Heather, Oak, and Olive by Rosemary Sutcliff

Heather, Oak, and Olive by Rosemary Sutcliff

Author:Rosemary Sutcliff
Language: eng
Format: epub
Publisher: Paul Dry Books


At the last instant the Captain gave a great shout, then with his cloak flung across nose and mouth, plunged straight into the wall of flame. Aracos galloped at his side, face driven down into the wolfskin. Hideous, blasting heat lapped him round, not a wall of flame but a whole world of flame. He choked into the wolfskin as pain tore at his eyes and throat and lungs—then they were through. There was a stink of singeing horsehide, sparks hung in the rough wolfskin and in the horse’s mane, a fringe of flame lengthened the tail of the scarlet serpent. Ahead, the blackened and smoking hillside rose to the spur where the Painted Men still laboured savagely about the great teetering boulder. But away to the right, something moved under cover of the smoke, and next instant a flurry of javelins and sling-stones took the Dacians on the flank. Men and horses went down. Still riding hard for the spur, Aracos was aware of the Captain swaying beside him, clutching at the shaft of a javelin that stuck out from under his collar-bone—choking to him a last order to take them on and clear the spur, before he pitched down among the horses’ hooves.

So he took them on, through a vicious squall of sling-stones.
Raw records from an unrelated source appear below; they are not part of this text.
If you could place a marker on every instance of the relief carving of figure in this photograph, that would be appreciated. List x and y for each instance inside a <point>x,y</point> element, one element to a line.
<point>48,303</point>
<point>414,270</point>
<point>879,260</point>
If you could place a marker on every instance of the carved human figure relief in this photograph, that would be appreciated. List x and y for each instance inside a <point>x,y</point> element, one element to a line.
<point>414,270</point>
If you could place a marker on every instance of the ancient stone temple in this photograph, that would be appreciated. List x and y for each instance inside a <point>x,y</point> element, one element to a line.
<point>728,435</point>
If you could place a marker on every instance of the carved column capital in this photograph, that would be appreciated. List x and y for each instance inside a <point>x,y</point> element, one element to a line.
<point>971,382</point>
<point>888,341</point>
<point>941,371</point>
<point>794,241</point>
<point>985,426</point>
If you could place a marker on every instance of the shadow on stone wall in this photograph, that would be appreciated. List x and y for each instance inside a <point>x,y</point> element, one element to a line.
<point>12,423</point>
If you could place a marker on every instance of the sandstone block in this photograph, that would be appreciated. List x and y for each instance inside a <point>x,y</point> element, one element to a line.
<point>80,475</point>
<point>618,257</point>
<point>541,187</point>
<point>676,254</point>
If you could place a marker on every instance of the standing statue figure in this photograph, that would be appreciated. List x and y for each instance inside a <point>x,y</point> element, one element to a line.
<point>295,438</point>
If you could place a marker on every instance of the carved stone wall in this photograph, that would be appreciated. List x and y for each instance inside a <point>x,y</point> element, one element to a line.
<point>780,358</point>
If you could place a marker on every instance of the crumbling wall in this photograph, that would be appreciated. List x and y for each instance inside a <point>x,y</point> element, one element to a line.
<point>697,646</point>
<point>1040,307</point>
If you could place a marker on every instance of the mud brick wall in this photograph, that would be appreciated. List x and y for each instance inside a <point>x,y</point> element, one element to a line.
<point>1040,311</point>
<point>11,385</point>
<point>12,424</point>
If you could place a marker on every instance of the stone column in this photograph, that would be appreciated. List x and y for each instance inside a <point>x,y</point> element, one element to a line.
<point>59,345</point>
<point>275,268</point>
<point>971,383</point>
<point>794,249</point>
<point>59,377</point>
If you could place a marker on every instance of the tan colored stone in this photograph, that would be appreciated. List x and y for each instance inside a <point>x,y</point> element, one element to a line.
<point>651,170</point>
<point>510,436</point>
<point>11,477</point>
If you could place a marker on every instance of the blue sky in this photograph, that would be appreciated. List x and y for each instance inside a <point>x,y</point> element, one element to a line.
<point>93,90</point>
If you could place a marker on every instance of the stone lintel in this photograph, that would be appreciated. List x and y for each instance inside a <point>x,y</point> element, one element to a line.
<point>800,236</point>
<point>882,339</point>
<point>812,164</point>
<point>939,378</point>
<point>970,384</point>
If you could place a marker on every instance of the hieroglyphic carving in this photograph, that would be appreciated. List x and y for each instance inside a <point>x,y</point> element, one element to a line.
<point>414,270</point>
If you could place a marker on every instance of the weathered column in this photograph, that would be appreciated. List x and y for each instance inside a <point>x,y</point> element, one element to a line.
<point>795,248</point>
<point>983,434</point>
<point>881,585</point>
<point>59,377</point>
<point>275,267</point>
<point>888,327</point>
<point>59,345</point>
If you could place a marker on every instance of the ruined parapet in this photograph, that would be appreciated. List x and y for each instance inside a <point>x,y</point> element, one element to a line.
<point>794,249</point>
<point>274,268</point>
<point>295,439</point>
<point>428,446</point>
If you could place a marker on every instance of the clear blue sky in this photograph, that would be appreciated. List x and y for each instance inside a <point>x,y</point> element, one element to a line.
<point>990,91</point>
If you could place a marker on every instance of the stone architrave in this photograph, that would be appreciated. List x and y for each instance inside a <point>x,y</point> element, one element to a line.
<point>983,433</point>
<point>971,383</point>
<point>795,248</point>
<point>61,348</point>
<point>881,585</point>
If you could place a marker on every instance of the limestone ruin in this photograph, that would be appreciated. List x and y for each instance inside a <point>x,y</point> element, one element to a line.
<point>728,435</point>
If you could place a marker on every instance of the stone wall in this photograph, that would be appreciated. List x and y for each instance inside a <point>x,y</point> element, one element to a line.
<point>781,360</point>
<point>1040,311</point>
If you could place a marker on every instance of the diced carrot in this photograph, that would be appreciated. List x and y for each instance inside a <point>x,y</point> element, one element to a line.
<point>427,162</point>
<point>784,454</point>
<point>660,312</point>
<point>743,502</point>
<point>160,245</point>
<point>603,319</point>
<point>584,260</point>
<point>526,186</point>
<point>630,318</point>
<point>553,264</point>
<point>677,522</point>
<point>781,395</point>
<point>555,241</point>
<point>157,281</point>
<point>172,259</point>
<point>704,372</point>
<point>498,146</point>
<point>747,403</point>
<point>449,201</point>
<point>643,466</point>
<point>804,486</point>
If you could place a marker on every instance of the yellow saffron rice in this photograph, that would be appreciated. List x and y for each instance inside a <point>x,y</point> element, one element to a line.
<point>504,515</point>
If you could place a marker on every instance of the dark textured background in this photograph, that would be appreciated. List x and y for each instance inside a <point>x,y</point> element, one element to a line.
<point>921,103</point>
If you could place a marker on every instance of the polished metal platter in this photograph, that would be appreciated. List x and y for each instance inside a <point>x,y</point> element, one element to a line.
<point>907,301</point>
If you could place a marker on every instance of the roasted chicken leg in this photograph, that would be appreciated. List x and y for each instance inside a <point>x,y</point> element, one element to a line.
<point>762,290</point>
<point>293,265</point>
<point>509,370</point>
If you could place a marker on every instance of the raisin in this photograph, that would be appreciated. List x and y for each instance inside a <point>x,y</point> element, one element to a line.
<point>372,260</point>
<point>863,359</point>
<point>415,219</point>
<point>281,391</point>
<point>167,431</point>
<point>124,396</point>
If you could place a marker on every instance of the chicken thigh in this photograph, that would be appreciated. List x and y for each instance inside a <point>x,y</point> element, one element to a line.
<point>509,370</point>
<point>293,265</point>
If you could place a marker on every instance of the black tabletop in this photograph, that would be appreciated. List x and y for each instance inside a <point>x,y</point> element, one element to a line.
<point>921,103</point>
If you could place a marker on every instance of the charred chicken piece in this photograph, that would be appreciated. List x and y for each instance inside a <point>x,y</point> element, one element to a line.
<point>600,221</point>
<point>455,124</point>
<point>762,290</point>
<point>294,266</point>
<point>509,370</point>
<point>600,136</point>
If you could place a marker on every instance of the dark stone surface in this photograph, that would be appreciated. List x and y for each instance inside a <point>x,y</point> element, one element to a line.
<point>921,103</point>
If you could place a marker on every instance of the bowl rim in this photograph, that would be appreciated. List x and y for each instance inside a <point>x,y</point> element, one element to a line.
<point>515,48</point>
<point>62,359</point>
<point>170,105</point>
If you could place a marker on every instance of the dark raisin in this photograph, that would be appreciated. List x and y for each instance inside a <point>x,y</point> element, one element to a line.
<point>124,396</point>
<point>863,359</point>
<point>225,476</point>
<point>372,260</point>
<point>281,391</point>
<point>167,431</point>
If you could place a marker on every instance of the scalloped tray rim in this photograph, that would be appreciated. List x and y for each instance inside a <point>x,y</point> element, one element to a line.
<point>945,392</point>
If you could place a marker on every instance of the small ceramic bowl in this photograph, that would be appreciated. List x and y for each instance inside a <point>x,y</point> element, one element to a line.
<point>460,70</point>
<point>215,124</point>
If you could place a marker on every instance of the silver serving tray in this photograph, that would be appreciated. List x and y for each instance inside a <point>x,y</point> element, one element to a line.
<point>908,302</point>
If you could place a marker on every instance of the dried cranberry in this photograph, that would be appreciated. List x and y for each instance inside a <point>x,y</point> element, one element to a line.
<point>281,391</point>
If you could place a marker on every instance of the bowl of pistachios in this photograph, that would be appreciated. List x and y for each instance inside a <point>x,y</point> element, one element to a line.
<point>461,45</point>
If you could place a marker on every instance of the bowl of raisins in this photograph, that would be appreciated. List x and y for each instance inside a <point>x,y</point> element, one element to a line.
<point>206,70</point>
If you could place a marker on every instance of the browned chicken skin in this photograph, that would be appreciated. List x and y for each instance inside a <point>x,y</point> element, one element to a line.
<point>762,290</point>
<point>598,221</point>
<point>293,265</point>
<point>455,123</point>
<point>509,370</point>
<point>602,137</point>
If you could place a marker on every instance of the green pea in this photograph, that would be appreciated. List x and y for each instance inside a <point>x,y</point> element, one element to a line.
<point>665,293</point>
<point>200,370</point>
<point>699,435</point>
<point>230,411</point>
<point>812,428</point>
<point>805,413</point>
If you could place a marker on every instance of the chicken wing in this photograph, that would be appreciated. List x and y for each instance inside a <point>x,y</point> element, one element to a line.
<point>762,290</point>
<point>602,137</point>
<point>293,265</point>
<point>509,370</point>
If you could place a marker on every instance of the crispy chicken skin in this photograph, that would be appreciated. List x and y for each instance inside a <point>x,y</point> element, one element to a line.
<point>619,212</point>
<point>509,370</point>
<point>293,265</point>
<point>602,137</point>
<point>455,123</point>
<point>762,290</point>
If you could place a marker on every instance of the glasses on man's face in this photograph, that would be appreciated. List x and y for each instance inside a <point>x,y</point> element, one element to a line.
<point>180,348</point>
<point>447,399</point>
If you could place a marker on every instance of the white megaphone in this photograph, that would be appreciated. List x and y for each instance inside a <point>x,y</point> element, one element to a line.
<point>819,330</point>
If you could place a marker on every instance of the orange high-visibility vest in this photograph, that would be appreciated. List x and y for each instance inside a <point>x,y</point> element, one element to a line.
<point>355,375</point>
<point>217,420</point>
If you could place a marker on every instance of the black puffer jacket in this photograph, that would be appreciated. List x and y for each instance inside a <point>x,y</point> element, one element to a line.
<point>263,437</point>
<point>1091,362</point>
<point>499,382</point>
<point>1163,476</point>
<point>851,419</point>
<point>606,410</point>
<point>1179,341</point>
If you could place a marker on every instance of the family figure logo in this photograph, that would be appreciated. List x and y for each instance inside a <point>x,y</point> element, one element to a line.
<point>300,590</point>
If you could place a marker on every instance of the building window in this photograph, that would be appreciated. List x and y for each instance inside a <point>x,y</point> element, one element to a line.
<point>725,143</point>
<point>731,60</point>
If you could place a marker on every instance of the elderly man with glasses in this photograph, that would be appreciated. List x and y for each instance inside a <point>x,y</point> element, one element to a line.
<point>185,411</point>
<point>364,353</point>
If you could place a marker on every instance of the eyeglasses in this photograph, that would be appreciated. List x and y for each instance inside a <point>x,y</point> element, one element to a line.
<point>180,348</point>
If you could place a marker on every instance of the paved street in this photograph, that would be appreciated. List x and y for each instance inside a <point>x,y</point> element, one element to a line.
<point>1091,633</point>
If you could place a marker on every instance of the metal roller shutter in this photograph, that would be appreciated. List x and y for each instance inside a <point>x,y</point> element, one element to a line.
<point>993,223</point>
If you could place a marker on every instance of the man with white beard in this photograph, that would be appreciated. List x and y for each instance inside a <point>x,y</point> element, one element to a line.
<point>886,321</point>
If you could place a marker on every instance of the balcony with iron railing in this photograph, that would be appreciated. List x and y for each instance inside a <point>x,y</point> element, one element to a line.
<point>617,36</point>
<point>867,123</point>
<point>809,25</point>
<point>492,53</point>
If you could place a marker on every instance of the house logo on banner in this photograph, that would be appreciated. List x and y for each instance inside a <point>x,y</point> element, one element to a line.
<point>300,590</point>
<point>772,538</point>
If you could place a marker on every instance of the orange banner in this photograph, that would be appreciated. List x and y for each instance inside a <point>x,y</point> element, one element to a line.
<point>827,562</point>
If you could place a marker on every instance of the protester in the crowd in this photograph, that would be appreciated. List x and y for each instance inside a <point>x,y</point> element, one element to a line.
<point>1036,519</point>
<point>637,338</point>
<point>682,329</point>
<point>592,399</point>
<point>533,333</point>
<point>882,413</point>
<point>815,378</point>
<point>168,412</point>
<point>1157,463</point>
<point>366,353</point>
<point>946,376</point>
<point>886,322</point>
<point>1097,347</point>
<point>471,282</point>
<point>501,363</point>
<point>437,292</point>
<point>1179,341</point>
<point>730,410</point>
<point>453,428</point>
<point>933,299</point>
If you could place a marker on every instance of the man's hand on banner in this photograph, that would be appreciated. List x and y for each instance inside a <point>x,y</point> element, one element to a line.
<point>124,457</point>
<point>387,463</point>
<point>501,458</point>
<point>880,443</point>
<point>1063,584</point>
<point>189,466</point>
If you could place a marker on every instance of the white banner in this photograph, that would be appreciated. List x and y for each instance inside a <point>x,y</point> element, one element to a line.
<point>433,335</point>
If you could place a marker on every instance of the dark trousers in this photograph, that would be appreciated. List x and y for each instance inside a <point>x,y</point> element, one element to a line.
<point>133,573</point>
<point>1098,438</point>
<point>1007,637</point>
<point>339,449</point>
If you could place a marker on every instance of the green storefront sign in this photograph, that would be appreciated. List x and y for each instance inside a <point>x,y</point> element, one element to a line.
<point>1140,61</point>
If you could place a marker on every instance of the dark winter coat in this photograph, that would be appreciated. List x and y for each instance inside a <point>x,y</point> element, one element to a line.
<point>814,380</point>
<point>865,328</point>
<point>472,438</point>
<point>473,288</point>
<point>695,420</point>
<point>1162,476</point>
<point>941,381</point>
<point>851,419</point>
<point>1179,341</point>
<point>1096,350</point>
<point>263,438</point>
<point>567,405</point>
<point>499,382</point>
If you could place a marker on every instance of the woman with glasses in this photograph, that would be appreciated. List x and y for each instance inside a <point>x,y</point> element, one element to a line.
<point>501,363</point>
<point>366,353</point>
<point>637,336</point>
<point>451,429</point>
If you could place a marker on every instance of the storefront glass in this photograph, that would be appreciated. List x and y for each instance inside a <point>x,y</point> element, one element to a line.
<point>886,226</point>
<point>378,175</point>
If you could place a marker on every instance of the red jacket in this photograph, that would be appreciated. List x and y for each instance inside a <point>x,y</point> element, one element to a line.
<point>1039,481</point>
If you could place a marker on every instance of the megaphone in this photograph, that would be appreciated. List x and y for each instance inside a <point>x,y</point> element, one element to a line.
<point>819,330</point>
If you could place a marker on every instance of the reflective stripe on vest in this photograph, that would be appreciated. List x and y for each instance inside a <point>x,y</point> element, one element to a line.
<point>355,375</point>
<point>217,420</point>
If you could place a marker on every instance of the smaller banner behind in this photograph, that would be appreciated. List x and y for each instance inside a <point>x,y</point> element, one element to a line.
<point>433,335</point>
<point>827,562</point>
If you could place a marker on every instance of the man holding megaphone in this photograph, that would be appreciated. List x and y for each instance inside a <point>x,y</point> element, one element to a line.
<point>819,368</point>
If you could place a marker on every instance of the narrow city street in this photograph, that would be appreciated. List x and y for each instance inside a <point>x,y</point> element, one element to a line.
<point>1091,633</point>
Where the ground grew too steep to ride they dropped from the horses and ran on, crouching with heads down behind their light bronze-rimmed bucklers. By the time they reached the spur, hearts and lungs bursting within them, he had no idea how many or how few were still behind him; he had no chance to look round. He did not even know how many of the horses, lightened of their riders’ weight, had come scrambling after them, bringing their own weapons, the stallions’ weapons of teeth and trampling hooves, into the fight. He only knew that the time came when there were no more Painted Men left alive on the spur, and that the terrible boulder, swaying as it seemed to every breath, was still there.